In the OpenMP 5.2 spec it says,

The data-sharing attributes of variables that are referenced in a region, but not in the corresponding construct, are determined as follows:

  • […]
  • Dummy arguments of called routines in the region that have the VALUE attribute are private.

Here are some examples to illustrate what I mean,

subroutine relax1(f,n,omega)
   integer, value :: n
   real, intent(inout) :: f(n)
   real, value :: omega
   integer :: i

   !$omp target teams loop map(tofrom: f)
   do i = 1, n
       f(i) = f(i) * (1.0 - omega)     ! omega is private, due to value attribute
   end do
end subroutine

subroutine relax2(f,n,omega)
   integer, value :: n
   real, intent(inout) :: f(n)
   real, intent(in) :: omega
   integer :: i

   !$omp target teams loop map(tofrom: f) firstprivate(omega)
   do i = 1, n
       f(i) = f(i) * (1.0 - omega)     ! omega is firstprivate
   end do
end subroutine

subroutine relax3(f,n,omega)
   integer, value :: n
   real, intent(inout) :: f(n)
   real, intent(in) :: omega
   integer :: i

   !$omp target teams loop map(tofrom: f)
   do i = 1, n
       f(i) = f(i) * (1.0 - omega)     ! omega is shared
   end do
end subroutine

The information shown is the same in all three cases:

$ nvfortran -c -mp=gpu -Minfo=all ../../gemm/test_relax.f90 
relax1:
      7, !$omp target teams loop
          7, Generating "nvkernel_relax1__F1L7_2" GPU kernel
             Generating NVIDIA GPU code
            8, Loop parallelized across teams, threads(128) ! blockidx%x threadidx%x
          7, Generating Multicore code
            8, Loop parallelized across threads
      7, Generating map(tofrom:f(:)) 
relax2:
     19, !$omp target teams loop
         19, Generating "nvkernel_relax2__F1L19_4" GPU kernel
             Generating NVIDIA GPU code
           20, Loop parallelized across teams, threads(128) ! blockidx%x threadidx%x
         19, Generating Multicore code
           20, Loop parallelized across threads
     19, Generating map(tofrom:f(:)) 
relax3:
     31, !$omp target teams loop
         31, Generating "nvkernel_relax3__F1L31_6" GPU kernel
             Generating NVIDIA GPU code
           32, Loop parallelized across teams, threads(128) ! blockidx%x threadidx%x
         31, Generating Multicore code
           32, Loop parallelized across threads
     31, Generating map(tofrom:f(:))

They can be used with loop provided the conditions can be evaluated at compile time. For runtime conditions, you need to use distribute.

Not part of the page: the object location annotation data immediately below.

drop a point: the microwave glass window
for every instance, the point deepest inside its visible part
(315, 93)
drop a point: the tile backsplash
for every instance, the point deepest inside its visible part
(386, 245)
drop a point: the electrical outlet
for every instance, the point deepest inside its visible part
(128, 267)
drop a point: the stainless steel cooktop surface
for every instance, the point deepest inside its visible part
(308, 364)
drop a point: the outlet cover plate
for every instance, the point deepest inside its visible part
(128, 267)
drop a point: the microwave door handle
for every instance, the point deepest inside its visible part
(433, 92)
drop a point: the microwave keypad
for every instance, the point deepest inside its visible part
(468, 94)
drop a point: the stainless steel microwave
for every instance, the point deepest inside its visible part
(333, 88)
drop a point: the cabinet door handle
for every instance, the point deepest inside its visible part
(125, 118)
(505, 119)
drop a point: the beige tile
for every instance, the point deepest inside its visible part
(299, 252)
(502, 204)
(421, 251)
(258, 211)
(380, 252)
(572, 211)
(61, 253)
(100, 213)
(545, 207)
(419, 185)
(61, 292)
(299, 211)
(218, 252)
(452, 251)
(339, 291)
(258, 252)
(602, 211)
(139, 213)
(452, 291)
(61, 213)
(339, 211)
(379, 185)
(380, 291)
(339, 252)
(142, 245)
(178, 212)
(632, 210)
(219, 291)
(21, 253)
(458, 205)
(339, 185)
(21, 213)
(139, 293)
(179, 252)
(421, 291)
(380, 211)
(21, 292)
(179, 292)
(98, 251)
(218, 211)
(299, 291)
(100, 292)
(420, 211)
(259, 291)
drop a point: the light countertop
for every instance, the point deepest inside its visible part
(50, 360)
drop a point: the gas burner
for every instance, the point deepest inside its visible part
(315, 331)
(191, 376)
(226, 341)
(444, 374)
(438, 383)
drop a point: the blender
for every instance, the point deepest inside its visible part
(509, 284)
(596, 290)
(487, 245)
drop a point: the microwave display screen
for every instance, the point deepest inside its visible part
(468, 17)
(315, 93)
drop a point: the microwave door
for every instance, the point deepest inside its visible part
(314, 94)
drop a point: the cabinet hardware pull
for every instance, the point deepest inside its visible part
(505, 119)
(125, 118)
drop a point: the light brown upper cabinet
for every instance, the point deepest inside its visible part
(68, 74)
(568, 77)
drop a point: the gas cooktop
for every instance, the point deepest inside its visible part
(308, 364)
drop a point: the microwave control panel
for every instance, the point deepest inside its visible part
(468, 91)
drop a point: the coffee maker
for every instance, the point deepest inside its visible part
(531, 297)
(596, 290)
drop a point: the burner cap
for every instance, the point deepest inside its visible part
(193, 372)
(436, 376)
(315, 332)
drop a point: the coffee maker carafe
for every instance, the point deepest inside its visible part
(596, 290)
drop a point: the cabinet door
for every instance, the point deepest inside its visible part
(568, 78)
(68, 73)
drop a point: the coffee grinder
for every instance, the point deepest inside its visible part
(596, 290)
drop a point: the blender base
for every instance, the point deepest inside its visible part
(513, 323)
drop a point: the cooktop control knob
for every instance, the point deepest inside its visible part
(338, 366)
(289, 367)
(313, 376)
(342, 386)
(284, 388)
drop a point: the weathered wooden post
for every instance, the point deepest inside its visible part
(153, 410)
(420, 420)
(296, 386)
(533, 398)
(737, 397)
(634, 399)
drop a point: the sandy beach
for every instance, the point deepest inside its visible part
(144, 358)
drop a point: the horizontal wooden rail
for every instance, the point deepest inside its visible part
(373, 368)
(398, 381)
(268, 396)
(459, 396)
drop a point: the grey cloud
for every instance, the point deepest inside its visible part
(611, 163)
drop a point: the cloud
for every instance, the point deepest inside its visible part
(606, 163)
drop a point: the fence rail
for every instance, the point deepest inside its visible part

I’ve read somewhere that for scalar parameters (which typically includes array sizes) it is beneficial if they are passed by value (just like in CUDA kernels), and if not, they can be put in thefirstprivate() clause. This saves the runtime the trouble of having to do the implicit tofrom memory mapping. Is this information correct?

Yes, but not here given the subroutines are outside of the compute region.

For subroutines called within the compute region, it is better to use “value” so the compiler can implicitly privatize the scalar arguments.